Finereader works best at 300dpi - tests I carried out some time ago using various flatbed resolutions confirmed this - and at around £100 I think it is the best value out of the box solution. I did quite a bit of work using another of their products - FlexiCapturePro - as structured text extraction is possible, and I was looking to create an automatically populated database of information - the project ended up as http://www.radiotimesarchive.com and straight forward text embedded PDFs. Talking to the UK ABBYY team, I believe that colour information is also taken into consideration with FCP, but I am not sure if this extends to FineReader, which is a slightly different engine IIRC.

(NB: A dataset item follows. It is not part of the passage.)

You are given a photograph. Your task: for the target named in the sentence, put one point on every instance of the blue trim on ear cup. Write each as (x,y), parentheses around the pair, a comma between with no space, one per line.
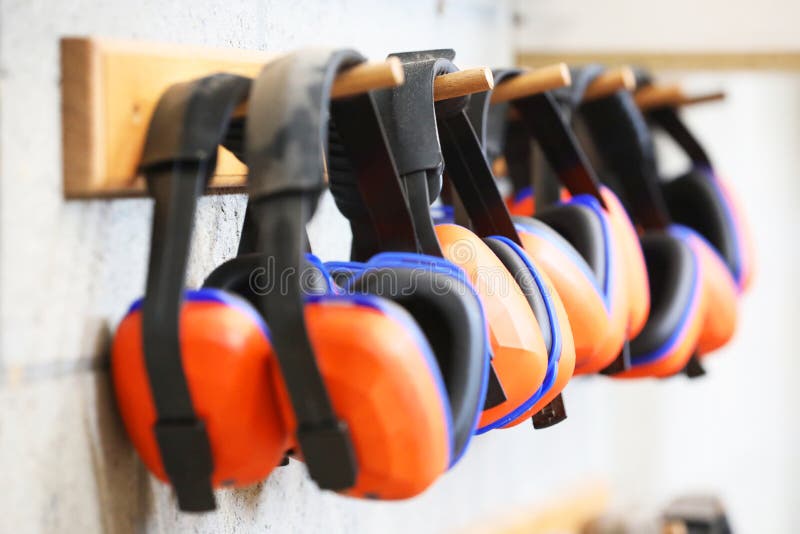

Acrobat is fine for most things if you already have it, but I certainly wouldn't recommend buying it just for OCR as it is hugely expensive in comparison with FR11, and has some strange quirks on some settings. I have just upgraded to Acrobat X and the batch processing is superb but, as someone pointed out on another thread here and on some other forums, it seems to introduce some weird spac ing pro blems which can cause word searching to fail. I am just testing FineReader 11 Corporate edition to see if the batch processing on this does all I need, although I believe only Recognition Server (serious money) will output to multiple file types at the same time, so if you want text embedded PDFs, XML and plain text, you will have to run jobs several times using FR. ABBYY FotoReader was a separate programme at one point, but I think is now bundled within FR and I know that early experiments a few years ago with that and phone camera quick point and click images were impressive.

The bottom line with any OCR software is the better the original image, the better the results. One thing to remember is that if you are scanning to a compressed format, any processing is likely to introduce additional artefacts which could cause different problems. All of my scanning (via flatbeds) is done at 300dpi and usually to TIFF.